All guardian-to-guardian communication (port 7501) is restricted to the WireGuard overlay network (10.0.0.x addresses). WireGuard provides:

  1. Authenticated encryption: ChaCha20-Poly1305 with per-peer keys derived from Noise IK handshake.
  2. Perfect forward secrecy: New ephemeral keys every 2 minutes or 2^64 messages.
  3. Mutual authentication: Only nodes with authorized public keys can join the overlay.
  4. Replay protection: Built-in counter-based replay rejection.

An attacker who does not have a valid WireGuard private key cannot:

  • Connect to port 7501 on any guardian.
  • Observe peer-to-peer traffic contents.
  • Inject or replay messages.

This is defense-in-depth: even if the binary peer protocol had vulnerabilities, the WireGuard layer prevents exploitation from outside the cluster.

Proactive Re-sharing Security

The Herzberg-Jarecki-Krawczyk-Yung re-sharing protocol ensures:

  1. Forward secrecy for shares. After re-sharing, old shares are algebraically independent from new shares. An attacker who compromises old shares (before re-sharing) and new shares (after re-sharing) from different guardians cannot combine them.

  2. Secret preservation. The secret itself does not change during re-sharing. Only the polynomial representation changes. sum(q_i(0)) = 0 ensures the constant term (secret) is preserved.

  3. Epoch isolation. Tested and verified: mixing one new share with K-1 old shares does NOT reconstruct the original secret. The test in src/sss/reshare.zig confirms this with high probability.
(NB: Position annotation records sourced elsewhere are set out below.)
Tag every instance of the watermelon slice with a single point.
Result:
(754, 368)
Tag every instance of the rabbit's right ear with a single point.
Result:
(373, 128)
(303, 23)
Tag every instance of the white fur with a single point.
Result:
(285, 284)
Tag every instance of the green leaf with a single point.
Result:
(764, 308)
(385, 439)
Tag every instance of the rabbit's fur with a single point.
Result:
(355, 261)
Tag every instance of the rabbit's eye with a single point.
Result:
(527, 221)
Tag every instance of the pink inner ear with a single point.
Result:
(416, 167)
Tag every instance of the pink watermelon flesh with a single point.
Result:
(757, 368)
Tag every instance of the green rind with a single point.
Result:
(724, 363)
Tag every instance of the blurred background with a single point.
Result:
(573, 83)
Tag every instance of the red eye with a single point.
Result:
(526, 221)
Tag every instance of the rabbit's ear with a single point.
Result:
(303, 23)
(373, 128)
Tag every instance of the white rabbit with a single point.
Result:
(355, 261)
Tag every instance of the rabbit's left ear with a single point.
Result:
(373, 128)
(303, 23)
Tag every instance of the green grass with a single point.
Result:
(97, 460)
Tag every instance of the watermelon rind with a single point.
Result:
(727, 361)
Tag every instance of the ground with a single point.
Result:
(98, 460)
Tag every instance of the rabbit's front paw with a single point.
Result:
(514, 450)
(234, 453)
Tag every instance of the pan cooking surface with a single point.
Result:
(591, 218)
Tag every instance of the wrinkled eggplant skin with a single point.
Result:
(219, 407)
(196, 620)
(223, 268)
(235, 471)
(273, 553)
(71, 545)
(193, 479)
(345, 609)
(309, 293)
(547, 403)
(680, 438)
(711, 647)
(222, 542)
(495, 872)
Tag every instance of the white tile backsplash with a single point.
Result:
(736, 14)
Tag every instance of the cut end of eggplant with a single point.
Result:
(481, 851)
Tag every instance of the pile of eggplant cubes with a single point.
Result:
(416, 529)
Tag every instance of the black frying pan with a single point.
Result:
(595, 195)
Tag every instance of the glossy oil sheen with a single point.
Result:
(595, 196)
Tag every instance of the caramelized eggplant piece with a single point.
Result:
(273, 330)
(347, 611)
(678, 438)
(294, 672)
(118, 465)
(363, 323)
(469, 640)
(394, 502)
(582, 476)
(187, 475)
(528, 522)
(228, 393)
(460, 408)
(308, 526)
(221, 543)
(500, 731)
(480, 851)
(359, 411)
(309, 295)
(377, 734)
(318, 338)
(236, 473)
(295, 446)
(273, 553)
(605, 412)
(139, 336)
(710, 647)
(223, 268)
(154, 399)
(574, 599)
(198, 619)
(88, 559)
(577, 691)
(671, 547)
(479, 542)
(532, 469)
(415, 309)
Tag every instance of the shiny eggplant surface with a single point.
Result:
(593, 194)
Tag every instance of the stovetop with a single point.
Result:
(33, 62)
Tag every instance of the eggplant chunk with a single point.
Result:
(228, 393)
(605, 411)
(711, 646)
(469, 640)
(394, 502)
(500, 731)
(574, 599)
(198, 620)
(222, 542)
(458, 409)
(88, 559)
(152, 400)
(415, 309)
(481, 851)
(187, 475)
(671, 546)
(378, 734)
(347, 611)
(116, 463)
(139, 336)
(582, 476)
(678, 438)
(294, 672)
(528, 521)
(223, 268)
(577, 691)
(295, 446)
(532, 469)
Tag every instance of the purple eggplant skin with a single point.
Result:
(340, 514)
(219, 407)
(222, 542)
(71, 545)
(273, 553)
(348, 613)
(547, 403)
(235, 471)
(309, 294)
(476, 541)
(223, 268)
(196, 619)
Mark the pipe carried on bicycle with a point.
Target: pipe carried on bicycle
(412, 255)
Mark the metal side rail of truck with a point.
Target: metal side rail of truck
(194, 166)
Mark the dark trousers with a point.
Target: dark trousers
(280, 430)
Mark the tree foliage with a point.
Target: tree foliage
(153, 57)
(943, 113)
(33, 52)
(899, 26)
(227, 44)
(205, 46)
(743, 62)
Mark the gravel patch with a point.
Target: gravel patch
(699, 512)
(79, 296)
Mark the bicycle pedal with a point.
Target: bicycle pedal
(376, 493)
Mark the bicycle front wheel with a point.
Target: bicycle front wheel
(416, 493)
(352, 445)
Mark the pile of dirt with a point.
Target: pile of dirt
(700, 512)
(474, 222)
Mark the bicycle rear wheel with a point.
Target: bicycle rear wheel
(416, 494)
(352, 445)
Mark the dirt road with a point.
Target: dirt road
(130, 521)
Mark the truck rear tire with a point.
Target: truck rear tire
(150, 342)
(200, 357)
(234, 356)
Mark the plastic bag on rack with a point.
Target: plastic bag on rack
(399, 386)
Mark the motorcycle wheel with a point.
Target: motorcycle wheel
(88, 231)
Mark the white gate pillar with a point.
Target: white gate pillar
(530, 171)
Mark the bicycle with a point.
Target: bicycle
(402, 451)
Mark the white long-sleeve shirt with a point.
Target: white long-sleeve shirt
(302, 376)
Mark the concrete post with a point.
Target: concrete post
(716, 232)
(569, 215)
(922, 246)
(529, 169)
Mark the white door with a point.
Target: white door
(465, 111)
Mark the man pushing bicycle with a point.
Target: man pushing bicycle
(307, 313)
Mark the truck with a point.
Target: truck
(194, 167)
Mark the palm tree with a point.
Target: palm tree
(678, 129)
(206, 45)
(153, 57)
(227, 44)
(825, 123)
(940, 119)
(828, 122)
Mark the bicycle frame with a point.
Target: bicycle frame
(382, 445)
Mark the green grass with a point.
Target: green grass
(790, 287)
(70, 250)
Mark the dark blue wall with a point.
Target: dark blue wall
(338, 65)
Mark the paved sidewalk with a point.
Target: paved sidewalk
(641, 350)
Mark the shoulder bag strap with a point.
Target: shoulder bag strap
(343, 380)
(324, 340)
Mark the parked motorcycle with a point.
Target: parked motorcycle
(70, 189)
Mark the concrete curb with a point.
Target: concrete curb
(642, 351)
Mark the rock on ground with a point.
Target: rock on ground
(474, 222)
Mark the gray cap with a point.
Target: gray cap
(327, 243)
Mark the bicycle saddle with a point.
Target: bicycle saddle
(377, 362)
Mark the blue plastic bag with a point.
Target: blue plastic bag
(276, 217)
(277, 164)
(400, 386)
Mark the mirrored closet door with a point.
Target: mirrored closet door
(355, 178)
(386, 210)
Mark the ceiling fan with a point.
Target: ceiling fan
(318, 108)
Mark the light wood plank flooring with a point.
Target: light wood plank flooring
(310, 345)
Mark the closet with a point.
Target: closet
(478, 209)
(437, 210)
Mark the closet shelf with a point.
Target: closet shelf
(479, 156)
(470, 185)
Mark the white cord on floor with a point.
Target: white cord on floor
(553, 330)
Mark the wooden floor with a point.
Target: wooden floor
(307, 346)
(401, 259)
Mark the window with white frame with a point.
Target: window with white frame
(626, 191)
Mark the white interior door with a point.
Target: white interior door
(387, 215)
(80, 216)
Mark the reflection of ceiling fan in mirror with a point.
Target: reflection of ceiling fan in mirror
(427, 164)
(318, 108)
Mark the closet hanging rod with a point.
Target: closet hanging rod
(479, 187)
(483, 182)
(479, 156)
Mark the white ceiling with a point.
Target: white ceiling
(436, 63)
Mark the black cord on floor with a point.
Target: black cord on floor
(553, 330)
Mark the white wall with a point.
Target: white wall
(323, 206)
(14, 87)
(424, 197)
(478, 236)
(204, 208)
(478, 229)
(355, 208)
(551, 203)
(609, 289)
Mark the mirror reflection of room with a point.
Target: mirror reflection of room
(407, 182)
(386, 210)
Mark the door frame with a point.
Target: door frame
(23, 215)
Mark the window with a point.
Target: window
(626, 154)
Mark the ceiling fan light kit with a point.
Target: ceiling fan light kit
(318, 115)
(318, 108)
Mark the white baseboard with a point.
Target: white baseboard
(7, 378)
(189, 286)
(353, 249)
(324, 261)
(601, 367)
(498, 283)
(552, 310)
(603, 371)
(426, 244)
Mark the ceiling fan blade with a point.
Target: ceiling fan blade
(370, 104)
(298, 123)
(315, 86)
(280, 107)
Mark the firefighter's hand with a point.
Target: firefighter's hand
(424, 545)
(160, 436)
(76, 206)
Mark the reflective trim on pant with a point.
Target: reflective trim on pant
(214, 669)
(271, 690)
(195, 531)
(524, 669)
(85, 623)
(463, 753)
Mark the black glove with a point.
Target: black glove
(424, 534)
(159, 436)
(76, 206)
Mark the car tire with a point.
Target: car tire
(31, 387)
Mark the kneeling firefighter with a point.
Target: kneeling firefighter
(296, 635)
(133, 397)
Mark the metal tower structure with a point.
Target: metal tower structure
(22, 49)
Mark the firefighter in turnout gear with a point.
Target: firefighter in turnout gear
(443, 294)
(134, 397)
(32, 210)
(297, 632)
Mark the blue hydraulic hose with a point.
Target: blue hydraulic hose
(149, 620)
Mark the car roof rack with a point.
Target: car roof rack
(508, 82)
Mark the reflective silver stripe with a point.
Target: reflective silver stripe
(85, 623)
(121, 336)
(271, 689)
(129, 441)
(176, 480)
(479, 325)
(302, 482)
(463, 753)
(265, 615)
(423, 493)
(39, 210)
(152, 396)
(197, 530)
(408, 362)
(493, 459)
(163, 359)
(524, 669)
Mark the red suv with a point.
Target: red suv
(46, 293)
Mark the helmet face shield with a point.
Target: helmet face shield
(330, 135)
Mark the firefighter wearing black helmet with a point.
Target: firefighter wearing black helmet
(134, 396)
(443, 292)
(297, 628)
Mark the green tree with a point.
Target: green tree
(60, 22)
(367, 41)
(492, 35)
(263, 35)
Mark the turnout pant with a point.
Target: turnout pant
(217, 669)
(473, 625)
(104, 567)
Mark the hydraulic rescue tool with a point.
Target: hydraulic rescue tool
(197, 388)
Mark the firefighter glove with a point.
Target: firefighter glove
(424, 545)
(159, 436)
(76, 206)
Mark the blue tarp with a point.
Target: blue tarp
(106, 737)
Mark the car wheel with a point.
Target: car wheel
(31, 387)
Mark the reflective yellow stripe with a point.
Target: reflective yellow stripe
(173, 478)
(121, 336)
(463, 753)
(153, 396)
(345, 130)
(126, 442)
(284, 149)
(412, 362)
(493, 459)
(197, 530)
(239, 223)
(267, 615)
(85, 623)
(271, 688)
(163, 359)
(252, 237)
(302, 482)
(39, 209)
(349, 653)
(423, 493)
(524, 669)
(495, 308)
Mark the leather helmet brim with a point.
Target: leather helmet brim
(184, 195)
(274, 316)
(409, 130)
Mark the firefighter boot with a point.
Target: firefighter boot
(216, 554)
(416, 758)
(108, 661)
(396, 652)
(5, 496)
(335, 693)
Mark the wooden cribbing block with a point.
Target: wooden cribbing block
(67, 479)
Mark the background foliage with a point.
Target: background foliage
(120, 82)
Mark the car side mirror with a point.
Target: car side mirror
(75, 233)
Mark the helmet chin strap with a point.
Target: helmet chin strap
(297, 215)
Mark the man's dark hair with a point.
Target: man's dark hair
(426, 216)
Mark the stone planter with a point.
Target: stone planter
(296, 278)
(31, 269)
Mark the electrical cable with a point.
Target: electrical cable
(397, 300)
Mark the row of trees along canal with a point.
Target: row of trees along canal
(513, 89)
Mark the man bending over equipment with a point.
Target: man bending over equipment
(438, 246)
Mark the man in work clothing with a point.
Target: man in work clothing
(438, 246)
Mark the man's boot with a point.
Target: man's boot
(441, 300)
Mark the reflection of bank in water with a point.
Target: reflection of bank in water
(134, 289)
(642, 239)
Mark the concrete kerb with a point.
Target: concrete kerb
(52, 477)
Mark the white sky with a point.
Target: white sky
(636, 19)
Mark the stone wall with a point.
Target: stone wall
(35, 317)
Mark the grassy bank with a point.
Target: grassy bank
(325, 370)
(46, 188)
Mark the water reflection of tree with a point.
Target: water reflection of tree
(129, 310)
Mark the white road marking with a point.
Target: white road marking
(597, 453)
  4. No secret reconstruction. At no point during re-sharing does any single party learn the secret. Each guardian only processes deltas and updates its own share.

Re-sharing is triggered:

  • On node topology changes (join/leave detected by discovery module).
  • Periodically every 24 hours.
  • When alive count drops below the safety threshold (K+1).

Resource Limits

Resource Limit Where Enforced
Process memory 512 MiB systemd MemoryMax=512M
mlock memory 64 MiB systemd LimitMEMLOCK=67108864
Push request body 1 MiB handler_push.zig MAX_BODY_SIZE
Pull request body 4 KiB handler_pull.zig MAX_BODY_SIZE
Decoded share size 512 KiB handler_push.zig MAX_SHARE_SIZE
Peer protocol payload 1 MiB protocol.zig MAX_PAYLOAD_SIZE
HTTP read buffer 64 KiB listener.zig READ_BUF_SIZE
Share file read 1 MiB / 10 MiB handler_pull.zig / file_store.zig

Systemd Security Hardening

The systemd service file applies defense-in-depth:

PrivateTmp=yes              # Isolated /tmp
ProtectSystem=strict        # Read-only filesystem except explicit paths
ReadWritePaths=/opt/orama/.orama/data/vault  # Only data dir is writable
NoNewPrivileges=yes         # Cannot gain new privileges (no setuid, no capabilities)
LimitMEMLOCK=67108864       # Allow mlock for secure memory
MemoryMax=512M              # Hard memory limit

This means even if the guardian process is compromised, the attacker:

  • Cannot write to the filesystem outside the data directory.
  • Cannot escalate privileges.
  • Cannot consume unbounded memory.
  • Has isolated temporary file access.